Look upon life as a series of lessons, enjoying each experience to the utmost. Cultivate joy and laughter. The man with a disgruntled face is not in step with the times, he is often shunned and avoided. The Master Jesus attended numerous feasts and weddings. Make your universe radiate happiness and good will. Spread cheer and laughter, for in so doing you will help to make this world a better and more pleasant home for the multitudes. Avoid disagreements. Avoid the unpleasant vibrations so noticeable in various neighborhoods.
Make yours a life of radiant happiness, vibrating the spirit of love, friendliness, joy, and life, combined with the power and self assurance possible through your knowledge of oneness with the Infinite.
Cultivate an easy manner of self-control, placing yourself on an equal basis with every man and woman on earth. Talk to rich and poor alike--as man to man. Be afraid of no one. Cast fear out of your life. Be submissive, but never servile. Remember that you are serving only one master--the master within. Each day try to spend half an hour alone--listening to the still small voice that will guide you through life and lead you to achievement you perhaps never even dreamed possible. But when listening to the voice within, be sure that it is THE voice and not some random thought wave. Know that the voice within will never suggest anything to the detriment of others. It is always helpful, always expressing love and good will.
Be a Rosicrucian in every sense of the word. Read some of the mystical literature recommended through your lessons or the Triangle from time to time. Study the actions of the leading character, so that little by little, you can build yourself into a similar character. Have nothing to do with pride and vanity. Be yourself in thought, word, and deed. Look upon all work as a God-given opportunity for study and advancement. Try to accomplish successfully everything you undertake, keeping in mind that a big accomplishment is after all nothing more than a number of small tasks well done. Do not expect credit or praise for favors, for when looking for such recognition, this in itself constitutes your reward, while if you avoid the thanks of others, even doing things without letting them know about it, the Heavenly Father will reward you--and this reward is a thousand times more real than the thanks you receive from your friends.
Never praise yourself. Never tell others how good your work is. Let them find it out through some other source--and the chances are you will receive more respect, more consideration, your efforts will be more appreciated and you will be happier.

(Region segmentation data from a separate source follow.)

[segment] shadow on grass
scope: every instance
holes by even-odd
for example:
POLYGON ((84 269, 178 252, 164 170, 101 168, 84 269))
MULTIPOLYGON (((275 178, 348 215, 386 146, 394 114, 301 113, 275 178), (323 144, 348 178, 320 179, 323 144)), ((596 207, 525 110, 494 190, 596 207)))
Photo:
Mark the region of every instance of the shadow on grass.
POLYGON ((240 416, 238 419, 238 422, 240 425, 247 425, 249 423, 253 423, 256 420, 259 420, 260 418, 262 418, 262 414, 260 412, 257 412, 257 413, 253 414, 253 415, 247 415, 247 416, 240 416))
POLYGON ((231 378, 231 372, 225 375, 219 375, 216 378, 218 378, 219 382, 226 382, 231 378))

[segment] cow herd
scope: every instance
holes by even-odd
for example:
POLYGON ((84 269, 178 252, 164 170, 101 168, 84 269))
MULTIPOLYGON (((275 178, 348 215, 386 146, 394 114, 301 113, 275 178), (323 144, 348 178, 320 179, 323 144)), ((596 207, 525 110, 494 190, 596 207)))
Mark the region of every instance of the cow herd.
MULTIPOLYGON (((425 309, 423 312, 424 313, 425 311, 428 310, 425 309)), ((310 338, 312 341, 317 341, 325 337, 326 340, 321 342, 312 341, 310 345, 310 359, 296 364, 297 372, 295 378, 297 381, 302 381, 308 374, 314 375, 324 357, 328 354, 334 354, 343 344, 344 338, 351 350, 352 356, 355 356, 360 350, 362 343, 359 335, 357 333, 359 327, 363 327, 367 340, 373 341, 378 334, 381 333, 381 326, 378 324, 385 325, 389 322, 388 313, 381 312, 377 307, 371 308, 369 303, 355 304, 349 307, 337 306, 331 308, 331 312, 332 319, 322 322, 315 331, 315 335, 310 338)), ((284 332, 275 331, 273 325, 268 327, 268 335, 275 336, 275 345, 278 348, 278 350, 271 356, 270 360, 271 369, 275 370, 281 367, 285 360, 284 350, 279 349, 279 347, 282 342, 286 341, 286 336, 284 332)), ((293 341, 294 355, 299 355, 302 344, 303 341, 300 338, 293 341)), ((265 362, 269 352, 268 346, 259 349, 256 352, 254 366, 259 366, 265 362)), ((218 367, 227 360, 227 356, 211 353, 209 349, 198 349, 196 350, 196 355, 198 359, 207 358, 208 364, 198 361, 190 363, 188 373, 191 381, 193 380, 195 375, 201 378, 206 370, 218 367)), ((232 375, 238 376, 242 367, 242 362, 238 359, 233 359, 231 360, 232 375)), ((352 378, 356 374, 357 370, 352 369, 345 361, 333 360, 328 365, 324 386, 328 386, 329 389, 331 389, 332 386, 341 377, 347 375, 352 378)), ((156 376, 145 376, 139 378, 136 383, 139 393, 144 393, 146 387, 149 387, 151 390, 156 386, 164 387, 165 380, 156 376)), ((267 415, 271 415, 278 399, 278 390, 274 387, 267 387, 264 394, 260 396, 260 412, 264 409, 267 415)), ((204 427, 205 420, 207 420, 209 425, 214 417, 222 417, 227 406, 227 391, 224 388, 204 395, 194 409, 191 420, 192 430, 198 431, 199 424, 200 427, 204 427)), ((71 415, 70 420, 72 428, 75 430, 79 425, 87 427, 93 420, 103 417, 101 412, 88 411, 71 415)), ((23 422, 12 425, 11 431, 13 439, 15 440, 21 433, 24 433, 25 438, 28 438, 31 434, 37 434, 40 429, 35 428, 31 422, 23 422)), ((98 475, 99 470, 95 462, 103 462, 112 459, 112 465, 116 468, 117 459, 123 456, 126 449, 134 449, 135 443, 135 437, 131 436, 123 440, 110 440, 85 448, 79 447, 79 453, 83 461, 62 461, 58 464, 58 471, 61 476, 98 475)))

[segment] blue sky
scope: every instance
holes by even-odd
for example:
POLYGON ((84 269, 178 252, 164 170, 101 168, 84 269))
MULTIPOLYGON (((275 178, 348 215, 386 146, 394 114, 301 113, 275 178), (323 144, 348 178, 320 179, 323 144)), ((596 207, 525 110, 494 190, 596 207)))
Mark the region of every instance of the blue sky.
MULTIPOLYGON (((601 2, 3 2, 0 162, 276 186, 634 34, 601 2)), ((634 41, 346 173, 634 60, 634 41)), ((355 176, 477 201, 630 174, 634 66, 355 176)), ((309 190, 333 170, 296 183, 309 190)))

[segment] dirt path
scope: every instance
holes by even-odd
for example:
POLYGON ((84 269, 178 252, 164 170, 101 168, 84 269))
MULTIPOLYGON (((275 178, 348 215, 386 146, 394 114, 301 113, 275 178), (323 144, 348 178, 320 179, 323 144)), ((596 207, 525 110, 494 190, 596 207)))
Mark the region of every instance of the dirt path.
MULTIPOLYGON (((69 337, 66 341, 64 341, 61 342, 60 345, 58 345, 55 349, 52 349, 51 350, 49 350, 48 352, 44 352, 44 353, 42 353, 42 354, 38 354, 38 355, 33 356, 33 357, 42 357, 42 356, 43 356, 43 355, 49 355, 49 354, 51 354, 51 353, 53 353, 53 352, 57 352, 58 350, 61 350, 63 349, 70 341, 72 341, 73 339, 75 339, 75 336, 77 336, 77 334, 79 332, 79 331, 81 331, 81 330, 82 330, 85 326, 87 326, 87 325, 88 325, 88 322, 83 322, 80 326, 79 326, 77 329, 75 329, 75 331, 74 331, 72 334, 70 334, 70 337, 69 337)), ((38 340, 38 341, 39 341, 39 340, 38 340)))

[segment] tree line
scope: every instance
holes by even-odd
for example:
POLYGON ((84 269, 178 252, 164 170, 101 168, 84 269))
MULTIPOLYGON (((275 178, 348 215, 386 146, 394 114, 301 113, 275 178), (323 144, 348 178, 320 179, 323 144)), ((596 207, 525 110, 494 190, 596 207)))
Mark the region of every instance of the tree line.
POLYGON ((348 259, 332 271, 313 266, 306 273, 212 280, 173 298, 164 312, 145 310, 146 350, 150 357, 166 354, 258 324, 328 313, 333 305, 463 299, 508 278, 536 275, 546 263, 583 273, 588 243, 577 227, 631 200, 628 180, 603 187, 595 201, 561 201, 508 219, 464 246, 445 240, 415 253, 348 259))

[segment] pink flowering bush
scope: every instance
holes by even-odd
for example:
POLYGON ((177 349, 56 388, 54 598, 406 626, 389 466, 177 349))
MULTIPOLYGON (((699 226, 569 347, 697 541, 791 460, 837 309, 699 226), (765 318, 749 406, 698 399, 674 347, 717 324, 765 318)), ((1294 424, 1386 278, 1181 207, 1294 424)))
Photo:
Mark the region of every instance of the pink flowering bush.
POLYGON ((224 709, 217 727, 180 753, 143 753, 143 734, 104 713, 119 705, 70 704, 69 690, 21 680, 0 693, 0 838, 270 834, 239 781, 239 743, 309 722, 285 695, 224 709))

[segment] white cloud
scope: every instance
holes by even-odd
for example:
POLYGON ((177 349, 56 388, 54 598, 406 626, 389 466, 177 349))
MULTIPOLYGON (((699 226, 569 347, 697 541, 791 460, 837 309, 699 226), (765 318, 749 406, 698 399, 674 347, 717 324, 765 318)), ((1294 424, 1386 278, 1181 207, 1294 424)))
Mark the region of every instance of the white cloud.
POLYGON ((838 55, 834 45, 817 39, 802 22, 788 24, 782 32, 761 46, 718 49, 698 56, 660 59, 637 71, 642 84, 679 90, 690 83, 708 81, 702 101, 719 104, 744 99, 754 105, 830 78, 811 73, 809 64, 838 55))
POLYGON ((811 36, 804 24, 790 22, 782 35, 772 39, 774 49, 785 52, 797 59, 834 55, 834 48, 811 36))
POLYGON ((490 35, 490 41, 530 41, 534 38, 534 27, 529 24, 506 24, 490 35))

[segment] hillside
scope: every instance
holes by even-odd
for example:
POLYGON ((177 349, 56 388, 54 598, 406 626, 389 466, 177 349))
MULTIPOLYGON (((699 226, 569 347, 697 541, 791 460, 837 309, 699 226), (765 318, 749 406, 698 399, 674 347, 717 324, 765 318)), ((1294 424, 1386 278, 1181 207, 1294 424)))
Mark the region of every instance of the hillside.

"The good you do in darkness I will bring out into the light." So you may be certain that every good deed will be properly rewarded--and by doing good deeds simply for the joy of doing them, you attract rewards that would otherwise be far beyond your reach.
If each and every one of us put into our daily life a Rosicrucian code of ethics, such as outlined here, we will all be richer in the joy of living, while at the same time attracting to ourselves material and spiritual rewards far beyond the conception of the average person. But we must be patient. We must be willing to grow into the new life. We must not demand immediate rewards. We should take life as it comes, doing each task before us to the best of our God-given ability. Let's forget about rewards, forget about everything except the good we can do--and all else will take care of itself.